Last week, the House Appropriations Committee rejected two amendments to improve authorized public access to reports of the Congressional Research Service. However, unauthorized public access remains robust.
The latest Congressional Research Service reports include the following.
RICO: A Brief Sketch, May 18, 2016
Federal Reserve: Legislation in the 114th Congress, May 19, 2016
U.S.-EU Data Privacy: From Safe Harbor to Privacy Shield, May 19, 2016
Framing Spectrum Policy: Legislative Initiatives, May 18, 2016
Waiting in Queue: Options for Addressing the Airport Screening Line Conundrum, CRS Insight, May 18, 2016.
Despite its recognition that CRS has provided “tremendous value” to Congress, the Senate Appropriations Committee rejected a proposed $7.4 million increase in the CRS budget for 2017.
“While the increase requested in fiscal year 2017 includes support for 22 additional full-time equivalents that purports to improve service to Congress, bringing on board new employees in the midst of this budget stagnation may not be a practical or cost-effective solution to optimize service,” the Committee wrote last week.
Instead of increased resources, the Senate Committee told CRS to tighten its belt.
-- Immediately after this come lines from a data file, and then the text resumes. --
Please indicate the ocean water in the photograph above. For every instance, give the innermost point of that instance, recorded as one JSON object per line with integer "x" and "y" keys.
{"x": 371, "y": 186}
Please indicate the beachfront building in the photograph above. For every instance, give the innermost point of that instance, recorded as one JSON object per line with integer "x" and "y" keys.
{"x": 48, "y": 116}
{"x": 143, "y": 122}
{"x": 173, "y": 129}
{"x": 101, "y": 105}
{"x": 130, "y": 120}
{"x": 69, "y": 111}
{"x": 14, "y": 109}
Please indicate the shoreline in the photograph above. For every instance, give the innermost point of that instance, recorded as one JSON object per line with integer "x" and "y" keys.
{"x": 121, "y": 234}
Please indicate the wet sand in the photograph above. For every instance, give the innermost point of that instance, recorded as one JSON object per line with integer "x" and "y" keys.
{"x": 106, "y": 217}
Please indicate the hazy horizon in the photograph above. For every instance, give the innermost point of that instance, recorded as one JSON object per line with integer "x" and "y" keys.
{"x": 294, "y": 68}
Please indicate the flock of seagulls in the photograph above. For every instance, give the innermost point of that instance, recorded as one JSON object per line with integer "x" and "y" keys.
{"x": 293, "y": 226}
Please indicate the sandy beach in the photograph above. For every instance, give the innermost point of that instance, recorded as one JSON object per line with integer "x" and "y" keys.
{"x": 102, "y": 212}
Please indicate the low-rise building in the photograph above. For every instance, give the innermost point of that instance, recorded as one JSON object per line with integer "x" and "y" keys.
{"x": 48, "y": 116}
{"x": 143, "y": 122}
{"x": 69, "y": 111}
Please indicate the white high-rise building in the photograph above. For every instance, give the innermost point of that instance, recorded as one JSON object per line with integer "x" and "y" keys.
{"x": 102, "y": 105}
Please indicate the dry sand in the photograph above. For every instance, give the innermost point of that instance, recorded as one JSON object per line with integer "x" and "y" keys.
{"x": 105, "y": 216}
“The Committee directs CRS to examine ways in which the internal structure of the organization may be improved to meet the challenges of the ever-changing Congressional environment and provide a report to the Committee on a proposed restructuring within 120 days of enactment of this act. The report should include recommended changes to staffing, pay levels, the management structure, technology, and research priorities in order to create and support the workflow, products, and services that best meet Congress’ needs.”